Letture: Ecclesiaste 1,2; 2,21-23; Salmo 90; Colossesi 3,1-5.9-11; Luca 12,13-21
L'Ecclesiaste, il predicatore Qohelet, nella prima lettura parla di una comune esperienza di sfortuna. È il famoso pessimista della Bibbia, per il quale il bicchiere è sempre mezzo vuoto. Che vanità è la vita, dice, tutto quel lavorare e quell'ansia per guadagnare un po' di soldi e garantirsi un po' di sicurezza. E quante volte capita che ciò che una persona guadagna e costruisce, alla fine, sia goduto da altri. Tutta la nostra fatica e la nostra ansia, le nostre preoccupazioni e i nostri dolori: a cosa servono? A nulla, sembra, perché noi moriamo e il mondo continua a girare come prima.
Gesù racconta una parabola su questo tema, di un uomo che guadagnò molto più di quanto potesse mai spendere, pianificò una splendida pensione grazie a ciò che aveva accumulato e morì prima di poterne godere.
Ma Gesù non è pessimista. Condivide l'osservazione di Qohelet su ciò che può accadere, ma porta la riflessione a un altro livello. Tali esperienze di sfortuna sollevano questa domanda, dice: «In che cosa consiste allora la tua vita», se chiaramente non consiste nell'accumulare beni?
Alcuni potrebbero scegliere di rimanere con Qohelet e chiedersi «perché la vita umana dovrebbe avere un significato?». Ma Gesù non è nemmeno un assurdista. L'alternativa che propone come fonte di significato è «essere ricchi verso Dio». Il significato e il valore della vita umana si trovano nella relazione con Dio.

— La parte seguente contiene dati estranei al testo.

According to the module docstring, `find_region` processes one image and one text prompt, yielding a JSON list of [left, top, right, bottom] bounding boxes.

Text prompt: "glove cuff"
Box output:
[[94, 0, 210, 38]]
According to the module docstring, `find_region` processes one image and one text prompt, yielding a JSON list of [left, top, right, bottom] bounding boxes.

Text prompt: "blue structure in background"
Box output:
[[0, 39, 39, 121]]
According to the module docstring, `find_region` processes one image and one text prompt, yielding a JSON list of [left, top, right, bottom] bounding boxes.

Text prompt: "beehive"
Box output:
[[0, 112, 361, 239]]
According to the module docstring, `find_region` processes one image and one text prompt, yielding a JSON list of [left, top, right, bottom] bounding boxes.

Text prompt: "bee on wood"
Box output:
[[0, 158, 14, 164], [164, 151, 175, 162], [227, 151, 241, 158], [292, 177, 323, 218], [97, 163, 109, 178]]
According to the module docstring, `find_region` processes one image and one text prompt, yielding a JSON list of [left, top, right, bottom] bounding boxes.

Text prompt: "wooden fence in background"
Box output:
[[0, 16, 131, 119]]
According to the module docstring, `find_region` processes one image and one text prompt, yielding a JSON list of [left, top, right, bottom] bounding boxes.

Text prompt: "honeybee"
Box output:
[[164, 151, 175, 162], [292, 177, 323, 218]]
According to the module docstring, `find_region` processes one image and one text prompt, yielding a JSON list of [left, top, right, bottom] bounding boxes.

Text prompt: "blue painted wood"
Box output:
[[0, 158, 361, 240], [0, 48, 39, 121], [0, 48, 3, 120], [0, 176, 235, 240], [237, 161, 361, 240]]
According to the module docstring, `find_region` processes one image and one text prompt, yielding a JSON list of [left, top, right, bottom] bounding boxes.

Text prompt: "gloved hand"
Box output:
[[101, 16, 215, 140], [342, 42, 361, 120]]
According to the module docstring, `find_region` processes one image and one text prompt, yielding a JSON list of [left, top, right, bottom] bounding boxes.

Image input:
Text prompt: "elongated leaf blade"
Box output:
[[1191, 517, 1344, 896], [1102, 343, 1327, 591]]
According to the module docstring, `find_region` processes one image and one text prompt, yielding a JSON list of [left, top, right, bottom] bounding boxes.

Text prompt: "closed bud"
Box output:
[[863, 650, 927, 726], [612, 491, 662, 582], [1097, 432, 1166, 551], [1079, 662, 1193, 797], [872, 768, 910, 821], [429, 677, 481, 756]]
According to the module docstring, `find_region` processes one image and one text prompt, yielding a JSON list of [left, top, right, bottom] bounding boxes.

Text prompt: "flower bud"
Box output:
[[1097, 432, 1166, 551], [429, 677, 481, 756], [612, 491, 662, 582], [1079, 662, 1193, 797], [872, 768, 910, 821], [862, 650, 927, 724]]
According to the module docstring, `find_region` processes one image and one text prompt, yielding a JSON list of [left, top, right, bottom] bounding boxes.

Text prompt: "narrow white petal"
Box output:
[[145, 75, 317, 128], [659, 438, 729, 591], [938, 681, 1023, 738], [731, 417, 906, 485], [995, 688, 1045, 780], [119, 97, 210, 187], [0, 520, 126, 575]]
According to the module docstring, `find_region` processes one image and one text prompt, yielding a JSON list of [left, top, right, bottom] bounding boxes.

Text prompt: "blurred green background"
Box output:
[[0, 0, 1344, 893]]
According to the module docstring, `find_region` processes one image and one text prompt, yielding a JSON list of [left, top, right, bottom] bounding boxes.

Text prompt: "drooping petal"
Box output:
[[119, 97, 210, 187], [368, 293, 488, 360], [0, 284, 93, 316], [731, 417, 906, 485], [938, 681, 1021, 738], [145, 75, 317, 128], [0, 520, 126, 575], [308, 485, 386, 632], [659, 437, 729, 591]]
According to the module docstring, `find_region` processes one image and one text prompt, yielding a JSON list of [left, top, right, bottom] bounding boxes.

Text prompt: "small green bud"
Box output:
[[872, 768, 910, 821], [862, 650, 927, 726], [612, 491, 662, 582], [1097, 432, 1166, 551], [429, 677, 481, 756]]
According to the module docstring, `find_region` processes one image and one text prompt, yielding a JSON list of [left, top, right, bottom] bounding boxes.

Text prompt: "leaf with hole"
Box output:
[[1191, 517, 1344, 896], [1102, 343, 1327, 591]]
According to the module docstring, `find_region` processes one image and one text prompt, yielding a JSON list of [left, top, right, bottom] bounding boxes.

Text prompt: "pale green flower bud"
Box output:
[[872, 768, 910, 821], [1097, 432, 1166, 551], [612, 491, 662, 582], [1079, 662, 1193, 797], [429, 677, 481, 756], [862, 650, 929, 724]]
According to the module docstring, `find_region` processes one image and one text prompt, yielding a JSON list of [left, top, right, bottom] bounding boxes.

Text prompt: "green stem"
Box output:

Solo quando vediamo la nostra vita in chiave teologica, la vediamo correttamente. Possiamo capire il significato dell'espressione «essere ricchi verso Dio» da come abbiamo visto Gesù vivere la sua vita e dai suoi insegnamenti: fiducia in Dio, preghiera, attenzione ai bisogni dei figli di Dio, «fede, speranza e carità», come sono state sintetizzate in seguito. Per quanto riguarda i beni materiali, essere ricchi verso Dio esclude l'avidità e richiede generosità, disponibilità a condividere ciò che abbiamo.
La seconda lettura di oggi si collega perfettamente alle altre due. Paolo dice che l'avidità può persino diventare una sorta di idolatria. A seconda di come valutiamo i beni materiali, potremmo effettivamente trasformare il nostro rapporto con la ricchezza materiale in un rapporto che è proprio solo con Dio. La nostra vita si basa quindi su una menzogna, perché gli esseri umani non hanno valore in ciò che possiedono e possono controllare, ma hanno valore in relazione a Dio, da cui provengono per creazione e a cui sono destinati a tornare per la salvezza.
Paolo scrive dopo la rivelazione più completa di chi è Gesù. La tua vita, cos'è, la tua vera vita? Ora può dire “è nascosta con Cristo in Dio”. «Essere ricchi verso Dio» acquista un nuovo significato profondo attraverso il mistero pasquale di Cristo. Paolo va ancora oltre: «Cristo è la vostra vita», dice. In un altro passo scrive che non è più Paolo che vive, ma Cristo che vive in lui (Gal 2,20).
Quindi ogni pensiero sul salvare la nostra vita, o sul trovare un senso o un valore alla nostra vita, o sul dare sicurezza alla nostra vita, deve essere riferito a Cristo. Egli non solo ci insegna che l'opera dell'amore non è vanità, ma ci mostra che non è vanità nella sua risurrezione dai morti. Il lavoro del suo amore porta frutto. La sua fatica e il suo dolore sotto il sole sono il fondamento sicuro per una vita umana autentica.